Un patron de boîte confie ainsi à Bloomberg avoir «[...] négocié 300.000 dollars de baisse sur l'assurance annuelle de son entreprise en partageant à la compagnie d'assurance les données montrant que son équipe est en meilleure santé.»

Sans passer par la case assurance, d'autres entreprises s'appuient tout autant sur ces dispositifs connectés pour offrir des récompenses à leurs employés:

«Houston Methodist, propriétaire d'une chaîne d'hopitaux dans la région de Houston, s'est procuré 6.000 Fitbits cette année et offre à ses employés la chance de gagner 10.000 dollars s'ils marchent davantage que les directeurs de l'entreprise.»

Evidemment, la perspective d'avoir patrons et assurances littéralement et à chaque instant sur notre dos soulève de lourdes interrogations en ce qui concerne la vie privée.
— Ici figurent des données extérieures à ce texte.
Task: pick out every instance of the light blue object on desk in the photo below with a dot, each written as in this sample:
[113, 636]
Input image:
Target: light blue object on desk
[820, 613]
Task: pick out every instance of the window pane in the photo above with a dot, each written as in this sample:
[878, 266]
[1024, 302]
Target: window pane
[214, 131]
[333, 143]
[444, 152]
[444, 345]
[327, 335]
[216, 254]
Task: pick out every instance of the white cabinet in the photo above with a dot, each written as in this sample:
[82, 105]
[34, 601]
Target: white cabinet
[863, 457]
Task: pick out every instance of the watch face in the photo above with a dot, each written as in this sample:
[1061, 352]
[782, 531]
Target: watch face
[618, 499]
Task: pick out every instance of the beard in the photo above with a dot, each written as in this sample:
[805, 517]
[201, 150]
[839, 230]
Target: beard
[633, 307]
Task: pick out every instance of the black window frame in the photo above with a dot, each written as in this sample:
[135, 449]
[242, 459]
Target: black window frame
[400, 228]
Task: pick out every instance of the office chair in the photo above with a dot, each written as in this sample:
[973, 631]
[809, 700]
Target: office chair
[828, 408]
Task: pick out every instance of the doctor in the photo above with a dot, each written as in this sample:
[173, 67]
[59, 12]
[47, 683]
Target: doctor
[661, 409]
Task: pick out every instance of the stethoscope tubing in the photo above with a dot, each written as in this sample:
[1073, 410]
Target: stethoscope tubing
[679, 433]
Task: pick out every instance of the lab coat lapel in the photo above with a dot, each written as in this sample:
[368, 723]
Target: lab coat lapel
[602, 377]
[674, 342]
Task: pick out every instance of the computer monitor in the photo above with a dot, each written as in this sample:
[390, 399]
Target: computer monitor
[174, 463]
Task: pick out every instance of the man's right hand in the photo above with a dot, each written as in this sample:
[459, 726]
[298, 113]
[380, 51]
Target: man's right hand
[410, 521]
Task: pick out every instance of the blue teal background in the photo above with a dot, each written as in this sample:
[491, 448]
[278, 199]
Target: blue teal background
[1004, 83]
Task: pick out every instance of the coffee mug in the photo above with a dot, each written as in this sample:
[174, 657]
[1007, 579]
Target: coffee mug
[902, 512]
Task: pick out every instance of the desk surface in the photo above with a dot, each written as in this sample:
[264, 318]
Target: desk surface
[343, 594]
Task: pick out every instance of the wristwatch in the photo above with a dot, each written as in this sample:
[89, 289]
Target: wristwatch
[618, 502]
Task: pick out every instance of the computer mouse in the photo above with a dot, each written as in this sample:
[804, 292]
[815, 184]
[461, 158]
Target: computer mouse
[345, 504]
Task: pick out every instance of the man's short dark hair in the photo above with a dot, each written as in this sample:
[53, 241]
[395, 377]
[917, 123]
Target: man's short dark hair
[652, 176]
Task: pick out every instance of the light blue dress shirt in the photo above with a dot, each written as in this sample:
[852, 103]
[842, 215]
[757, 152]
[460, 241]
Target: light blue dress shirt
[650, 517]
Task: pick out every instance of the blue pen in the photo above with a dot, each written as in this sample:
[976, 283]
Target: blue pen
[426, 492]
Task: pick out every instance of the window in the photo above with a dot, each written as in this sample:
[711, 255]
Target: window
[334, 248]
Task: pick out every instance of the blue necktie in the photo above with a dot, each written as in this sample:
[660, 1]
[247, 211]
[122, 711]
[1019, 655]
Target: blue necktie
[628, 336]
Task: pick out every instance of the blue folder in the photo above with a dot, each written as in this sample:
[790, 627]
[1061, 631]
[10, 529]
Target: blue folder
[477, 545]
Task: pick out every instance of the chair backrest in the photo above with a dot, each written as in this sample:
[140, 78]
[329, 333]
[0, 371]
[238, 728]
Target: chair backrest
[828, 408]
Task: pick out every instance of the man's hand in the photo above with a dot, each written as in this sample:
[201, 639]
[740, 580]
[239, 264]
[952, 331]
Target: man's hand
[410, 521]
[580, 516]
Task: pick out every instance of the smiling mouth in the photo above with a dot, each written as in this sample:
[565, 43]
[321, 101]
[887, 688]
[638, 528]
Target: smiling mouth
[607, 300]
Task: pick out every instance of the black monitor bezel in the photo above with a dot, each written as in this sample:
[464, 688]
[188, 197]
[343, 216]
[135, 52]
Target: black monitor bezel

Comme le note France Info, on peut redouter la survenue d'«un système orwellien où les comportements "à risques" (tabac, alcool, absence de sport...) seraient pénalisés en temps réel, les usagers ayant un mode de vie jugé sain ayant, de leur côté, des avantages en échange.»

Un scénario qui, il n'y a pas si longtemps, aurait relevé au mieux de la science-fiction, au pire d'une projection ubuesque. Maintenant qu'il est bien réel, il fait redouter des perspectives autrement plus sombres en termes de monitoring de l'intime, et de «quantified self»: de l'auto-quantification.

Ainsi, peut-être verrons-nous un jour débarquer des toilettes connectées? Testé sous forme d'énorme farce l'an passé lors d'une conférence à Toronto sur la surveillance et la vie privée, rien ne semble en effet empêcher aujourd'hui que le concept prenne vraiment vie.